# Use the new FLINT app for tipping



## CityGirl (Nov 29, 2014)

It's like Square, it's offered by 5/3 Bank, but you scan the card number, you don't have to swipe it or carry a reader.


----------



## CowboyMC (Aug 26, 2014)

CityGirl said:


> It's like Square, it's offered by 5/3 Bank, but you scan the card number, you don't have to swipe it or carry a reader.


Thanks. I used square but it was a pain trying to switch the card. Will try it.


----------



## Tim In Cleveland (Jul 28, 2014)

Is it easy? I have the triangle one from Paypal and it's NOT easy.


----------



## Wabbitt (Feb 5, 2015)

Tim In Cleveland said:


> Is it easy? I have the triangle one from Paypal and it's NOT easy.


It's not bad -- I used Flint this past weekend for the first time. You do have to key in the CVV, expiration date & billing zip code manually after it takes a photo/scans the card with the camera, then put in the amount, etc.. I have my settings filled out with my email address & general service description so I could email the passenger a receipt. Wound up getting $40 from one pax!


----------



## CityGirl (Nov 29, 2014)

I like it, I think it's easier to use than the ones with the scanners. Also, I don't have a scanner for the new chip cards, so this works out for me. I also found out that Flint didn't charge me any fees the first month, that was kind of cool.


----------



## newsboy559 (Oct 14, 2014)

CityGirl said:


> I like it, I think it's easier to use than the ones with the scanners. Also, I don't have a scanner for the new chip cards, so this works out for me. I also found out that Flint didn't charge me any fees the first month, that was kind of cool.
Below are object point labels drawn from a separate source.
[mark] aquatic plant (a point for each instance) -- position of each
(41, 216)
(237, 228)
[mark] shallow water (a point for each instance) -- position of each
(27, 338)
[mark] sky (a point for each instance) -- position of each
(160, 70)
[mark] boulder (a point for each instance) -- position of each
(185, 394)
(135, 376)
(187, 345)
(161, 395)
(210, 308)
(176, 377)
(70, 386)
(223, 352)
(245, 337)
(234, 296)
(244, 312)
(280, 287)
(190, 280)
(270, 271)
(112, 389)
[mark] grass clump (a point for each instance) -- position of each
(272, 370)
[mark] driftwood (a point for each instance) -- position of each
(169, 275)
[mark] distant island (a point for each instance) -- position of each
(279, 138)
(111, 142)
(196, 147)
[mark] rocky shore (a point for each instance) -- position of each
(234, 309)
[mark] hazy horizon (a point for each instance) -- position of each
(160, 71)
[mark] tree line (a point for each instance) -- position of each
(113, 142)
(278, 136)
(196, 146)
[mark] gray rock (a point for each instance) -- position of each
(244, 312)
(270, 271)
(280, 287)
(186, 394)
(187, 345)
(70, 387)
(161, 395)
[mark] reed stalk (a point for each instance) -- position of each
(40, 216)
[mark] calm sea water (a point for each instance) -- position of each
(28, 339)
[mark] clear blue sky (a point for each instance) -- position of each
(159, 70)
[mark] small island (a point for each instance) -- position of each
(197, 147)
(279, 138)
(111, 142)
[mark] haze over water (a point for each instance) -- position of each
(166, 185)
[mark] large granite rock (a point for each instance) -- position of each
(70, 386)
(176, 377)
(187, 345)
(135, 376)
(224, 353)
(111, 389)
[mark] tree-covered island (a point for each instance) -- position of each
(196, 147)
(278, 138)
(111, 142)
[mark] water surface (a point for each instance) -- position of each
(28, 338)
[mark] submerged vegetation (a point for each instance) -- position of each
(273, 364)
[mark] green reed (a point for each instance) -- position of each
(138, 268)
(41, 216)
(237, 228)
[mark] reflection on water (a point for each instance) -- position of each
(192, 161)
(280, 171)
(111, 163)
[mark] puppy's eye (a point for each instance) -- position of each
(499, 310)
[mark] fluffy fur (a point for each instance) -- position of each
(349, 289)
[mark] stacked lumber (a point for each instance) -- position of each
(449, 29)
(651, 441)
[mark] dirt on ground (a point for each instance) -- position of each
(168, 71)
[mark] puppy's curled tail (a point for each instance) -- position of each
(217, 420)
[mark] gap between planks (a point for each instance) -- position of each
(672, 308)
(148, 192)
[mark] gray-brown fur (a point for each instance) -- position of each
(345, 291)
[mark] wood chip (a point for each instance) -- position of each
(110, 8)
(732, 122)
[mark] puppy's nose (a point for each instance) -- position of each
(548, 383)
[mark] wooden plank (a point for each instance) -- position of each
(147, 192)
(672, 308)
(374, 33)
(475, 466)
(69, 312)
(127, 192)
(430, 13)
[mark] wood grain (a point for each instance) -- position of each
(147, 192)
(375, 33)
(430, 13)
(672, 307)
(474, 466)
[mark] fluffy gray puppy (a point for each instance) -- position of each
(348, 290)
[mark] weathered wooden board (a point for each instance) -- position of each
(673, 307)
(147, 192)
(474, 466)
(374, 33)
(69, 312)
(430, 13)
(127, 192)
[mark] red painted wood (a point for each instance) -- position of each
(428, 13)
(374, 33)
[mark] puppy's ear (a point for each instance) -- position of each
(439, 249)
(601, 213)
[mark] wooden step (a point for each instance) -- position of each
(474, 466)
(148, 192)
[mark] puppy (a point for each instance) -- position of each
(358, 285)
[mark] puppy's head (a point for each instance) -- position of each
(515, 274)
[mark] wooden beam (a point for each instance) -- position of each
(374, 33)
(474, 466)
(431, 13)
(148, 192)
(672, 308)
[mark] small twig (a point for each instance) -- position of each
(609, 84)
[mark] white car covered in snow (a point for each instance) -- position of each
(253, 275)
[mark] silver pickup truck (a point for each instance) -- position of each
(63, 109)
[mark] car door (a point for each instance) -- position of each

Have you had trouble with the new chip cards? I got one myself, so I tried it with my Square reader and had no trouble.


----------



## JWBurns (Apr 11, 2015)

Tim In Cleveland said:


> Is it easy? I have the triangle one from Paypal and it's NOT easy.


Tim I just received the PayPal one but have yet to use it. Why is it not easy?


----------



## Tim In Cleveland (Jul 28, 2014)

You swipe the card, and usually that does nothing...so then you have to manually enter the card number, exp and security number, then punch in the amount and enter. It's just a lot of steps. That Flint one sounds easier just wished it skipped making you key in the CVV, expiration date & billing zip code


----------



## OCBob (Jan 20, 2015)

I have square and many times I have had to type in the card number. It isn't easy but I still like it as it gives me an option to actually make tips and for that person that doesn't have Uber app/phone died? ********** time (with accepting donations and not a set $ amount)


----------